El tribunal también se basó ampliamente en la historia para apuntalar su decisión de anular el derecho constitucional de las mujeres a interrumpir un embarazo, argumentando que “el abrumador consenso de las leyes estatales vigentes en 1868,” cuando se ratificó la Decimocuarta Enmienda, criminalizó el aborto. Esto es demasiado inteligente a medias. Según el estándar originalista de la mayoría, debemos guiarnos por las leyes y tradiciones vigentes cuando se adoptó la Constitución. A finales del siglo 18, cuando el Congreso redactó la Declaración de Derechos, el derecho consuetudinario sostenía que el aborto no era criminal hasta el momento de la “aceleración”, el momento en que una mujer sintió por primera vez que un feto se movía o pateaba.
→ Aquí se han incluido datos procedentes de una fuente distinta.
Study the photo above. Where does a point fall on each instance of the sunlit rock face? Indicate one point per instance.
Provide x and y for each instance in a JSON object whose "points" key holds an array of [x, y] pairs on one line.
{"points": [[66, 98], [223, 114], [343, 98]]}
Sólo ella podía dar fe de los hechos. En los tribunales ingleses y coloniales, si una mujer testificaba que su feto no había sido rápido, se la eximía de cargos. Bien entrado el siglo 19, los anuncios de medicamentos de aborto patentados ocuparon un lugar destacado en periódicos y revistas. Los estados comenzaron a prohibir el aborto solo a mediados y finales del siglo 19, en gran parte en respuesta a los esfuerzos de los médicos (hombres) para deslegitimar a las parteras y otros paraprofesionales. Según la lógica originalista, esas leyes eran inconstitucionales y no deberían ser una base para una interpretación posterior. Mi punto no es que el aborto esté protegido constitucionalmente porque era un derecho de derecho consuetudinario en 1787. Más bien, la mayoría de la corte está escogiendo su historia, aferrándose a cualquier ejemplo histórico que respalde el final que espera lograr.
Curiosamente, en el espacio de 24 horas, la mayoría de la corte movió los postes de la meta (1790 para las armas, 1850 más o menos, para el aborto) para determinar qué estándar histórico debería informar los límites de la exégesis constitucional.
El problema más amplio es que el originalismo esencialmente requiere que los jueces y sus empleados legales obtengan un doctorado en historia estadounidense (y probablemente, también, inglés moderno temprano). Una teoría jurídica construida sobre fundamentos históricos no funciona si los juristas no están bien versados en historia. De lo contrario, el originalismo se convierte en un juego poco serio de selección de ejemplos, un resultado político en busca de un argumento de apoyo.